Greece might be facing the worst financial crisis in history. In ekathimerini we read: "The Greek economy shrank 6.8 percent in 2011, leaving the level of output an estimated 16 percent below its pre-crisis peak. Unemployment has soared to more than 20 percent from 7.7 percent in 2008. Argentina suffered a 20 percent peak-to-trough drop in output as it defaulted on its debts in 2001, while Latvia's economy contracted by 24 percent because of the 2008 global financial crisis. With more belt-tightening in store in return for a proposed 130 billion euro ($172 billion) international bailout, Athens is on course to join their ranks, and possibly overtake them, said Uri Dadush, an economist with the Carnegie Endowment in Washington, a think tank. 'On the current path – which is not sustainable in my view – we may very well see Greek GDP go down 25-30 percent, which would be historically unprecedented. It's a disastrous crisis for them,' Dadush, a former senior World Bank official, said."

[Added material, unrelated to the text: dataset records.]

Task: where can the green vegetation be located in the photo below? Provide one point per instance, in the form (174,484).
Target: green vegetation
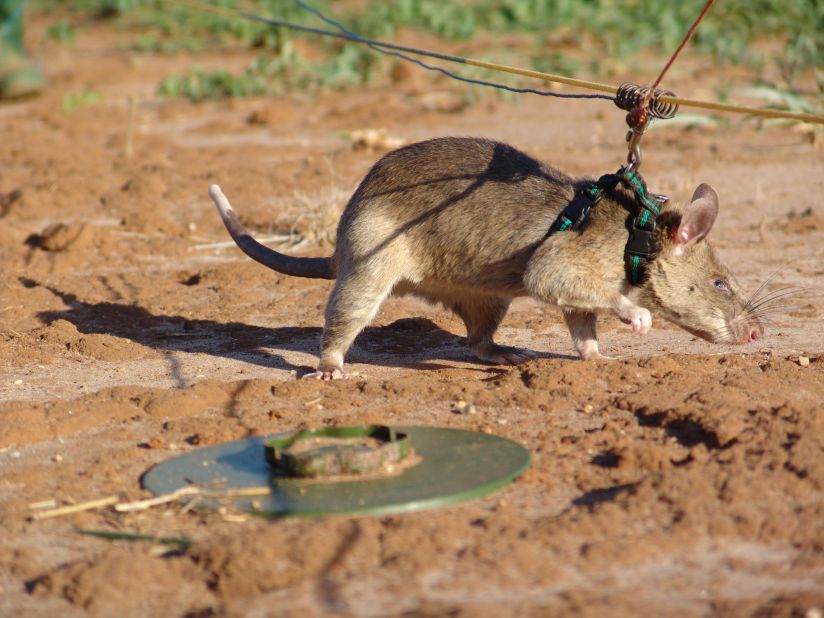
(619,29)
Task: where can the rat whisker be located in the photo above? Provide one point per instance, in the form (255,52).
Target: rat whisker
(770,294)
(775,296)
(766,282)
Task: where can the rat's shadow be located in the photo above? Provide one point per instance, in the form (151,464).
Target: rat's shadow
(409,342)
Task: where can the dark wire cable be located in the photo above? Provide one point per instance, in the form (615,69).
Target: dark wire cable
(479,82)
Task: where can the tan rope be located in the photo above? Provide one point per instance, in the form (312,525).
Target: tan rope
(561,79)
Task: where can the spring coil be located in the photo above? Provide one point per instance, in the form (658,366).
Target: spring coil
(630,96)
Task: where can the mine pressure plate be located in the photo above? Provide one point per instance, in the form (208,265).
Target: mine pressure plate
(348,470)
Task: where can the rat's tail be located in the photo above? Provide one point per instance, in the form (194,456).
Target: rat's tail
(313,268)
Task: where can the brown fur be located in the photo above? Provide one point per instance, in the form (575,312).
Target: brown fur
(464,222)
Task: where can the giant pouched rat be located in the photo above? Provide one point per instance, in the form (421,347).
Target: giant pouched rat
(465,221)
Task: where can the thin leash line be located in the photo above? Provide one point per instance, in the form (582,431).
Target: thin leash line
(675,54)
(547,77)
(376,46)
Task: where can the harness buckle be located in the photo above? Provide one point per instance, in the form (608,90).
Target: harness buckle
(641,241)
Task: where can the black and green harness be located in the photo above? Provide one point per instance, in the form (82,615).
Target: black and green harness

Greece has entered its fifth straight year of recession. Russell Shorto in the New York Times paints a grim picture of life there. "By many indicators, Greece is devolving into something unprecedented in modern Western experience. A quarter of all Greek companies have gone out of business since 2009, and half of all small businesses in the country say they are unable to meet payroll. The suicide rate increased by 40 percent in the first half of 2011. A barter economy has sprung up, as people try to work around a broken financial system. Nearly half the population under 25 is unemployed. Last September, organizers of a government-sponsored seminar on emigrating to Australia, an event that drew 42 people a year earlier, were overwhelmed when 12,000 people signed up. Greek bankers told me that people had taken about one-third of their money out of their accounts; many, it seems, were keeping what savings they had under their beds or buried in their backyards. One banker, part of whose job these days is persuading people to keep their money in the bank, said to me, 'Who would trust a Greek bank?' "
So how do we fix it? In a blog entry the other day, I said a Greek default would be best because there is no way they will be able to pay back the debt with the economy stuck in recession, and the government there not getting enough money to reduce the debt. Russia defaulted in 1998, and the world didn't come to an end.

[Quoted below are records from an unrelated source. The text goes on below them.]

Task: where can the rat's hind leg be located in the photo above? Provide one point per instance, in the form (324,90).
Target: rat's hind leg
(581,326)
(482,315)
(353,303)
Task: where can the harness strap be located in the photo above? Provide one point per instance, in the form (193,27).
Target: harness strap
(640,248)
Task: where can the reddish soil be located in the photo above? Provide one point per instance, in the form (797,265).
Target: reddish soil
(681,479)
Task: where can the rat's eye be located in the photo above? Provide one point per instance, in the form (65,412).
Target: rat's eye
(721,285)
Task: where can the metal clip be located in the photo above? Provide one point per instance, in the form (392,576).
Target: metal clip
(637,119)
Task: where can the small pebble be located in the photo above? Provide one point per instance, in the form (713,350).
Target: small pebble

Researcher Oliver Marc Hartwich says pretty much the same thing. "Realistically, Greece can only be saved if two things come together. First, Greece must default on most of its debt. A default in homeopathic doses, which seems to be the EU preference for now, will not suffice. Second, to carry its remaining debt burden Greece needs economic growth, which the country cannot achieve as long as it remains in monetary union with countries like Germany. In the long term, Greece needs to raise its productivity substantially. In the short term, a depreciation of its new currency is the best way to boost its external competitiveness. This is why Greece must leave the eurozone as soon as possible."